Three men have filed reports with local police, claiming they were abused in the 1970s and 1980s by former Penn State assistant football coach Jerry Sandusky.
The allegations are the first that come before the 1990s, and were first reported today by the the Harrisburg Patriot:
Sources close to the Jerry Sandusky case say that three men have come forward and told police that they were abused in the 1970s or 1980s by the convicted pedophile.
They are the first men to allege abuse before the 1990s, and if found to be credible, would directly attack the 68-year-old's defense argument that a person doesn't become pedophile in his or her 50s.
The reports come just days after an internal report by former FBI Director Louis Freeh condemned former head coach Joe Paterno and other Penn State officials for harboring Sandusky and refusing to report allegations against him to authorities.

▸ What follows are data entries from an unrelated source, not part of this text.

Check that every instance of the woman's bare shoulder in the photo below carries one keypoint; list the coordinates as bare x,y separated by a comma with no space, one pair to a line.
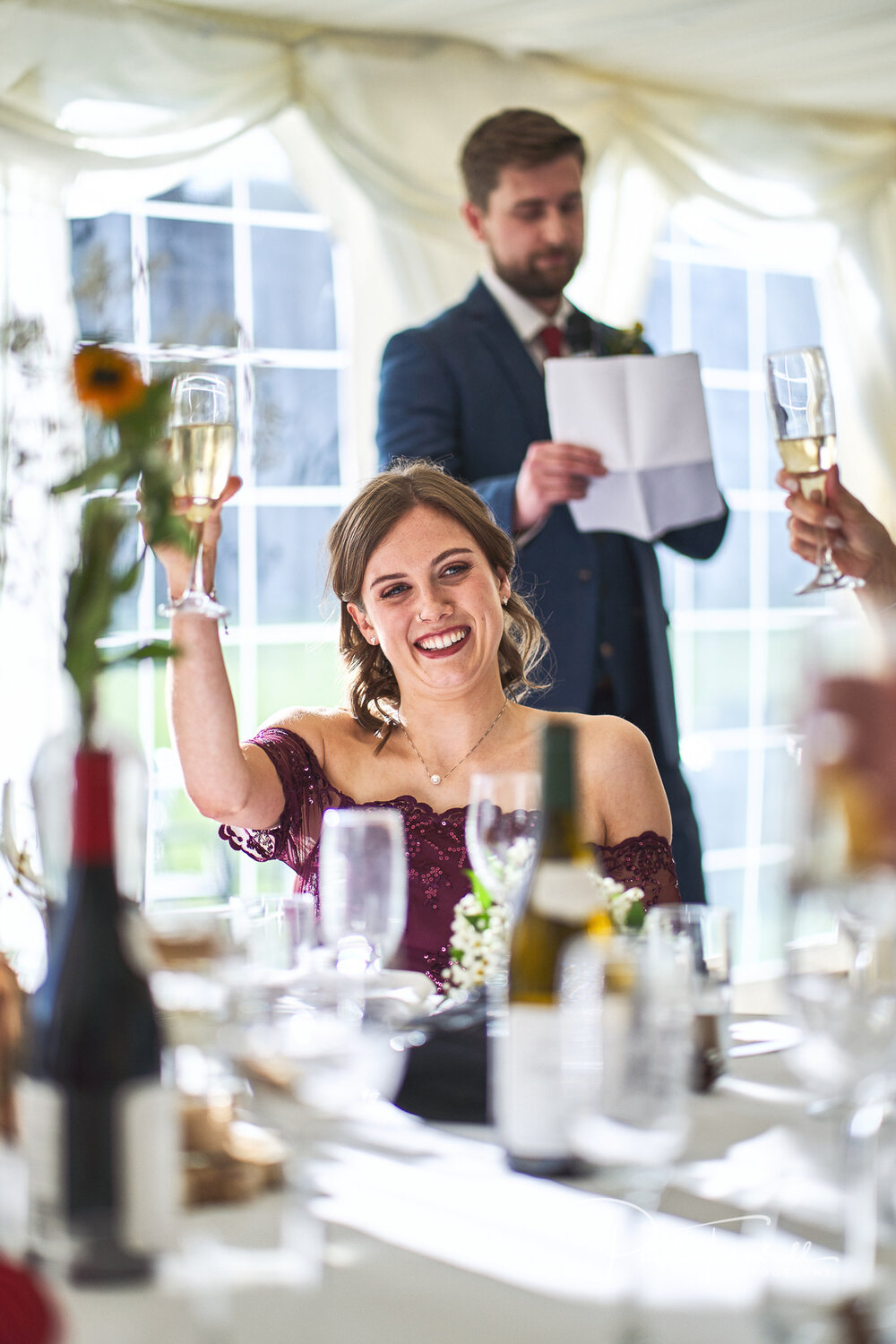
606,738
323,730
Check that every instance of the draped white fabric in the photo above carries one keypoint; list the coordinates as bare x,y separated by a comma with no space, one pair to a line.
373,124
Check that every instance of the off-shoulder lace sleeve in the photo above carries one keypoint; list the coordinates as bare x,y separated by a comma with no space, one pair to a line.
643,862
308,793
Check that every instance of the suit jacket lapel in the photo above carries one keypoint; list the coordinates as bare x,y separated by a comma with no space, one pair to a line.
512,357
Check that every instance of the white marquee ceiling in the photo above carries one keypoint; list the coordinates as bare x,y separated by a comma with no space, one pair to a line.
836,56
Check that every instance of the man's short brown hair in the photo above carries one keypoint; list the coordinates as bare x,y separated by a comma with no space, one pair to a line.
516,137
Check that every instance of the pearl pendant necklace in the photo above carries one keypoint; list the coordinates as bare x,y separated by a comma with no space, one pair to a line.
437,779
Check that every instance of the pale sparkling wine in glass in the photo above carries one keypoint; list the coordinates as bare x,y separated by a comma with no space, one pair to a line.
801,408
202,438
202,456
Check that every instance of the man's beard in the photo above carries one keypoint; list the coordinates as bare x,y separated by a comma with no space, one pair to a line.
532,282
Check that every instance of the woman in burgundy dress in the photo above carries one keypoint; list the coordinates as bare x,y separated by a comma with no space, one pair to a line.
440,650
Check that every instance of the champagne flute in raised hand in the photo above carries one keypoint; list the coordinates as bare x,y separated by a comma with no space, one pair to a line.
503,822
802,413
202,449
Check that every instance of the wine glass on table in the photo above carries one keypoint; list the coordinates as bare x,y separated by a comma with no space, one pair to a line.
202,437
841,930
503,822
363,878
802,413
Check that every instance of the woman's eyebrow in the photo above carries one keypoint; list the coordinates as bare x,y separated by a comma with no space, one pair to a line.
444,556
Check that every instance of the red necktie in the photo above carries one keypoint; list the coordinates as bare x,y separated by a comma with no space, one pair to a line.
552,340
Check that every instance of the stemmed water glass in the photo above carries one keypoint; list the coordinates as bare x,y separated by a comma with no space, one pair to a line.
202,437
503,831
801,406
363,876
841,933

Sandusky was convicted in June of 45 counts of child sex abuse involving 10 victims.
The most senior officials at Penn State had shown a "total and consistent disregard" for the welfare of children, had worked together to actively conceal Mr. Sandusky’s assaults, and had done so for one central reason: fear of bad publicity.
Sandusky would have been in his late 20s at the time of the earliest allegations, which is notable as a key part of his defense was that men don't suddenly become pedophiles in their 50s.
Because the allegations date back more than 20 years, additional criminal charges are unlikely and a civil case nearly impossible, Gregory Gianforcaro, a Southern New Jersey attorney who has represented dozens of victims of child sexual abuse, tells Bleacher Report.
"What is especially disconcerting is the fact that should these most recent victims from the 70's and 80's attempt to file suit in a court of law, the cold-hearted reality is that their claims would be dismissed under current Pennsylvania law regarding victims of this nature," Gianforcaro said.
Sandusky faces a minimum of 60 years at his sentencing, scheduled in September.
His arrest on 48 charges in November of last year led to the firing of the iconic Paterno, who acknowledged he could have "done more" and to charges being brought against former Athletic Director Tim Curley and school vice president Gary Schultz.